Mälkki drew colors from the orchestra and shaped dynamics in a way that was true to this music’s wistful beauty, its inner allegiance to the cadences of memory and of dusk.

The Boston Globe

Jeremy Eichler

“The impressive Finnish conductor Susanna Mälkki made an overdue return to the Boston Symphony Orchestra podium on Thursday night, with a program devoted to French works and the American premiere of an ambitious new piano concerto […] Opening the night, Fauré’s famous melody, as presented first in an eloquent flute solo by Elizabeth Rowe, spoke with limpid elegance. Throughout the work Mälkki drew colors from the orchestra and shaped dynamics in a way that was true to this music’s wistful beauty, its inner allegiance to the cadences of memory and of dusk.

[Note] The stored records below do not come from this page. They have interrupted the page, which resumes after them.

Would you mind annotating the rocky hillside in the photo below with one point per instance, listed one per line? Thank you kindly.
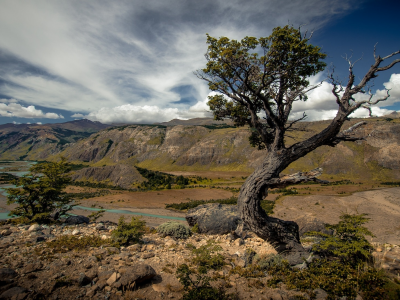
(117, 175)
(215, 147)
(201, 148)
(37, 142)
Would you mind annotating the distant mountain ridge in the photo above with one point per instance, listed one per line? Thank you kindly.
(38, 141)
(206, 148)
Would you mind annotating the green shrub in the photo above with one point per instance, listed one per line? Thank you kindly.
(348, 241)
(41, 192)
(266, 262)
(336, 278)
(195, 228)
(65, 243)
(206, 257)
(174, 229)
(128, 233)
(200, 287)
(96, 215)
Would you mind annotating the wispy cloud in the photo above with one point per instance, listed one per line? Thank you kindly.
(130, 57)
(9, 108)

Next to the Fauré, “La Mer” is perhaps equally well-loved yet also far more ubiquitous on orchestral programs. Even so, Mälkki’s reading had nothing canned or routine about it. Other accounts place a higher emphasis on atmosphere and kind of sonic sumptuousness as ends in themselves. Mälkki’s reading, full of keenly ordered details, emphasized the music’s elemental vitality and drive. It somehow comes as little surprise to learn that this conductor has referred to the music of Sibelius as her own mother tongue; her Debussy bore the imprint of an interpreter accustomed to shaping wide horizons of sound.”